The roguish Bracken, 43, launches into the story of his subject: “I was on my way to Berlin to write this novel [1991’s East Is Black]…and this woman comes into my cabin on the train and she’s talking to me and I see this gun…#and I find out that she’s an anti-terrorism cop…#.So I say, ‘Well, lemme take some pictures of you with the gun,’ and she was like ‘Yeah, sure.’…#Then I asked her if I could see what was in her top [shirt] pocket, and she was like, ‘OK,’ so I opened up her pocket, and she was like, ‘Hey, what are you doing?’ ’cause of course her breast was right there….She was very playful for a cop.”

Indeed, a more fitting title for the photograph might have been The Kind of Woman Whom Len Bracken Writes. The scene—strangers on a train, hints of underworlds both criminal and state-mandated, a glancing mistrust, a grazed breast—could have fallen from the pages of one of his books, many of which mix anti-capitalist philosophy with erotica.

But tonight the Southwest Washington–based photographer, filmmaker, author, and theorist is in a somewhat less intriguing atmosphere, entertaining friends and a few curious newcomers at a Sunday screening of his new anti-work propaganda film, The Lazy Ones. MOCA DC is hosting the weekly viewings in conjunction with its exhibition of Bracken’s experimental photography, which utilizes techniques ranging from kaleidoscopic lens to fish-eye perspective to, well, booty close-up.

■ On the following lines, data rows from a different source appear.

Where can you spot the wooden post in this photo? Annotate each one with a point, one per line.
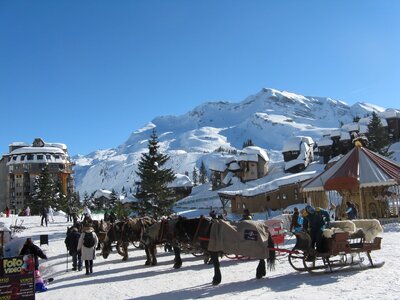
(362, 215)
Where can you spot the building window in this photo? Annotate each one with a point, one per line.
(296, 194)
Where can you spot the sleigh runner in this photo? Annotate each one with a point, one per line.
(339, 249)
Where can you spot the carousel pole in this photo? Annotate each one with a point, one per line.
(362, 216)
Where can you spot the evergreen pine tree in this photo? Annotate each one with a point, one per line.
(248, 143)
(378, 139)
(86, 200)
(113, 200)
(203, 173)
(44, 191)
(60, 199)
(195, 176)
(153, 194)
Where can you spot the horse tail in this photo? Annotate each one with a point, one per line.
(271, 254)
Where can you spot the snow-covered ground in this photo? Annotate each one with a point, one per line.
(115, 279)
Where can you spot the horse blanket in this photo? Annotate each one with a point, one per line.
(248, 238)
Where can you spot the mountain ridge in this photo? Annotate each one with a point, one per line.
(267, 117)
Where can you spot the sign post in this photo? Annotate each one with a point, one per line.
(17, 279)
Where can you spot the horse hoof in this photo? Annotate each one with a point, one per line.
(177, 266)
(216, 282)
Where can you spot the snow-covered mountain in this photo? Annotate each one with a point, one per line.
(268, 118)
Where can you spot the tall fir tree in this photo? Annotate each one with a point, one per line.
(113, 200)
(378, 139)
(248, 143)
(60, 199)
(203, 173)
(87, 201)
(154, 197)
(195, 176)
(44, 191)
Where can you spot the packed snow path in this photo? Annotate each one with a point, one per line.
(115, 279)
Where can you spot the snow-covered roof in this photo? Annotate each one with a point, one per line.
(180, 180)
(228, 178)
(293, 144)
(57, 145)
(18, 144)
(363, 129)
(102, 193)
(29, 150)
(253, 151)
(37, 155)
(272, 185)
(350, 127)
(390, 113)
(345, 136)
(234, 166)
(220, 163)
(367, 120)
(336, 133)
(129, 199)
(325, 142)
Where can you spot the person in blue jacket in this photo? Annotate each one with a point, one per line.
(315, 221)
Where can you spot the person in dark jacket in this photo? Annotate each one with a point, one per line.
(113, 217)
(296, 225)
(351, 210)
(315, 221)
(44, 215)
(246, 215)
(71, 242)
(30, 248)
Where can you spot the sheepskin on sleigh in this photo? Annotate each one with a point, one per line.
(248, 238)
(370, 228)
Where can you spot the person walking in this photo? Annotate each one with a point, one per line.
(30, 248)
(43, 212)
(87, 245)
(71, 242)
(351, 211)
(51, 214)
(296, 224)
(246, 215)
(315, 221)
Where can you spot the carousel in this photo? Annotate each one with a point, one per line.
(369, 180)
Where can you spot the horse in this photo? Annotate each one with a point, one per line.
(160, 233)
(209, 235)
(125, 232)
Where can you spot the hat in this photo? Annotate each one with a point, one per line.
(310, 209)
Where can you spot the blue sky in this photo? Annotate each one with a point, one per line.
(89, 73)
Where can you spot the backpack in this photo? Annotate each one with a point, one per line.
(88, 240)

The crispness of the photography contrasts with the roughness of Bracken’s film. Made over the course of two-and-a-half years on a $6,000 budget, The Lazy Ones follows a National Security Agency investigator (played by Bracken’s friend Fred Cox) as he uncovers the Work Elimination Front, a Baltimore-based anarchists’ group focused on eliminating “alienated labor” (read: work that you don’t want to do). The plot is broken up by talking-head digressions, clips of Bracken passionately advocating his ideology from beneath a ninja-like hood, and porn.

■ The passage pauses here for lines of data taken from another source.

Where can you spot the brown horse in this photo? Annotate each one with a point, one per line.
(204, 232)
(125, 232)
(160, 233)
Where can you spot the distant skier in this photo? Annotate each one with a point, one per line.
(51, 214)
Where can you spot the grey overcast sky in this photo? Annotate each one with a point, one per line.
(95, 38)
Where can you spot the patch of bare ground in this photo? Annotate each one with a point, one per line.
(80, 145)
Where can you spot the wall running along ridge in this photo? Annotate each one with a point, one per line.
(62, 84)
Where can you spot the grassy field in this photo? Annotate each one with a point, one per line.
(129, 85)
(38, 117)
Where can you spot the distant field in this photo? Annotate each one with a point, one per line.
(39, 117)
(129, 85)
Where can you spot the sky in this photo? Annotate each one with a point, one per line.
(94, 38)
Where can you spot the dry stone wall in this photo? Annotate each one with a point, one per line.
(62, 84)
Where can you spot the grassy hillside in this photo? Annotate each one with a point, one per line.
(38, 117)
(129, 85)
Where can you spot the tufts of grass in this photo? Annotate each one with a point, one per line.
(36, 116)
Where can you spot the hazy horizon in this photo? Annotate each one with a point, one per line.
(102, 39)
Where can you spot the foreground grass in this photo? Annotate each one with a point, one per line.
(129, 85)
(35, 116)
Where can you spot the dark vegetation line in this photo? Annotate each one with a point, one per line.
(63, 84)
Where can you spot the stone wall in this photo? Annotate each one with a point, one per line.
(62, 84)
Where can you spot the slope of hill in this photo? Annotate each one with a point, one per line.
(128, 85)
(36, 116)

“The porn was my idea,” says Bracken pal and featured talking head Michael Zarowny, 39. “I said, ‘What you need is cognitive dissonance…a whole series of random images and things going on to counterpoint whatever you’re saying.’ [Bracken] was like, ‘Wow, that would take months to get all of that stuff together.’ So I said, ‘OK, well then—just throw in some porn.’”

Of Bracken’s penchant for mixing politics and sex, Zarowny says, “People might not sit and read a dissertation on something, but he can get the message out this way…#.It’s like, ‘Fuck Michael Moore! Len Bracken’s more interesting!’”

The ideals advocated in the film are as dreamlike and fantastical as their presentation—and Bracken admits that he has no set vision for achieving an end to work-driven “social domination”—but he does argue that change is possible.

“It’s the whole idea of withdrawing obedience,” Bracken says. “It can be kind of a covert thing, but on a big scale….If you steal a pen from work, if you poach a little time by going on the Internet—you’re resisting work….There’s a big spectrum.”